Une formation américaine qui pèse sur les choix opérationnels du Niger
Dans l’appareil militaire nigérien, le général de division Moussa Salaou Barmou incarne une génération d’officiers dont la méthode a été façonnée par les écoles américaines. Sa visibilité politique s’est renforcée lors des événements de juillet 2023 à Niamey, mais son influence repose d’abord sur un socle technique acquis aux États-Unis. Pour les Forces spéciales nigériennes, cette formation n’est pas un simple détail biographique : elle oriente la manière de planifier, de sélectionner et de conduire les opérations. C’est là que se joue une partie des conséquences directes pour la sécurité des Nigériens et pour l’équilibre des forces au Sahel.
Fort Moore et la National Defense University : deux passages décisifs
Le parcours du général Barmou témoigne d’une immersion dans l’élite de la formation militaire américaine. À Fort Moore, anciennement Fort Benning, en Géorgie, il a suivi l’entraînement de la U.S. Army Infantry School, une référence en tactique d’infanterie, en assaut et en aguerrissement au combat rapproché. À Washington, il a obtenu un diplôme du College of International Security Affairs (CISA) de la National Defense University (NDU), où il a développé des compétences en planification stratégique, contre-terrorisme et analyse des menaces asymétriques.
Cette double expérience, théorique et pratique, lui a permis d’intégrer les principes de la doctrine américaine : réactivité, autonomie des petites unités et usage coordonné des moyens de renseignement. Appliqués au contexte nigérien, ces principes ont des effets concrets sur la conduite de la lutte contre les groupes armés.
Ce que la doctrine américaine a changé dans les Forces spéciales nigériennes
Les compétences acquises aux États-Unis se sont traduites sur le terrain nigérien par des choix structurants. Leur portée dépasse le seul cadre militaire : elle touche à l’efficacité des unités engagées, à la protection des populations et à la capacité du Niger à tenir son rang dans un environnement régional instable.
Structuration de la PFS et opérations conjointes
- Mise en place des Forces Spéciales (PFS) : comme commandant des Forces spéciales nigériennes, Moussa Salaou Barmou a organisé cette unité d’élite sur le modèle du U.S. Special Operations Command (USSOC). Il y a imposé des critères de sélection rigoureux, des exercices d’interception rapide et un recours intensif aux petites patrouilles mobiles.
- Opérations conjointes anti-terroristes : en travaillant directement avec les forces américaines présentes sur les bases d’Agadez (Base 201) et de Niamey, il a coordonné des opérations complexes de contre-insurrection dans le bassin du lac Tchad contre Boko Haram, ainsi que dans la zone des trois frontières face aux groupes rattachés à l’État islamique.
- Maîtrise de la diplomatie militaire : sa compréhension des codes américains a fait de lui un interlocuteur naturel et privilégié du Pentagone.
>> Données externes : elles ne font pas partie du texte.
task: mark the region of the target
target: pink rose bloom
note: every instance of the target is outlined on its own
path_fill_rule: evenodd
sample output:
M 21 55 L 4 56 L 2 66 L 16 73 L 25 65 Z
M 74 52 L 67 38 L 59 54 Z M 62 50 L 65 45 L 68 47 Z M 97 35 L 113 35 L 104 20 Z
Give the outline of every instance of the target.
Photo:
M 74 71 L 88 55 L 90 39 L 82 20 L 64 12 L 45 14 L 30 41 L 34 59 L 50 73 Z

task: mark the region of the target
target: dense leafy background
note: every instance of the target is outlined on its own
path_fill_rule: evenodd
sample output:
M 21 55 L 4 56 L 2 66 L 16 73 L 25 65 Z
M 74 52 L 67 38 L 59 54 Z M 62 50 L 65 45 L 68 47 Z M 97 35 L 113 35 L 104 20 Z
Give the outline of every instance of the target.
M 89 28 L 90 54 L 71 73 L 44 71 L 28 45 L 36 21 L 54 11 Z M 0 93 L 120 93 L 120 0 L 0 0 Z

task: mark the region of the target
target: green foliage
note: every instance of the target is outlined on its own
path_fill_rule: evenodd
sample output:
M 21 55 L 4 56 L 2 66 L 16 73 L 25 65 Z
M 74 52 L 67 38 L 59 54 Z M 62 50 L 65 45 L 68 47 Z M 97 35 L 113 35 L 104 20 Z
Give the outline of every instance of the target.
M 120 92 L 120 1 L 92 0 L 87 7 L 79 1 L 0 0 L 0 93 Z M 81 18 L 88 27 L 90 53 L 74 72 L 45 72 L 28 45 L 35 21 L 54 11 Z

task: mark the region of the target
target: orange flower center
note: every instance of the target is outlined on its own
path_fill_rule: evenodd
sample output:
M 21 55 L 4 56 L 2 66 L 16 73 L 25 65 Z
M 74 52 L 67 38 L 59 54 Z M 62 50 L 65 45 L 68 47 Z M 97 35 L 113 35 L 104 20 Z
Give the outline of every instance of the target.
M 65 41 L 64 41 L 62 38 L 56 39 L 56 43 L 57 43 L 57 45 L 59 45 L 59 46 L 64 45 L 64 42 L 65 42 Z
Lors des négociations délicates qui ont suivi le coup d’État de 2023, cette crédibilité et cette rigueur de formation lui ont permis de maintenir un canal de discussion direct avec la diplomatie américaine.
Des répercussions sensibles pour la sécurité, la diplomatie et les équilibres régionaux
L’héritage du général Barmou dans les Forces armées nigériennes se mesure aussi à ses conséquences politiques et stratégiques. Sa proximité avec les méthodes américaines a influencé la manière dont le Niger a repensé son dispositif de défense, ses alliances et sa place dans l’Alliance des États du Sahel (AES).
Un héritage tactique dans la transition militaire
Aux côtés du général Abdourahamane Tiani au sein du CNSP, Moussa Salaou Barmou a occupé le poste de Chef d’État-Major des Armées (CEMA). Il a réorganisé la carte sécuritaire du Niger et le dispositif de l’AES avant la restructuration du commandement militaire opérée en septembre 2026. Son empreinte reste celle d’un officier ayant su acclimater les méthodes de guerre moderne et le pragmatisme américain aux réalités tactiques du théâtre sahélien.
Pour les acteurs du secteur, ces choix impliquent une exigence accrue en matière de formation, de renseignement et de coopération régionale. Pour les citoyens, l’enjeu est direct : la capacité des Forces spéciales nigériennes à contenir les menaces, à sécuriser les zones fragiles et à stabiliser un environnement marqué par la pression des groupes armés.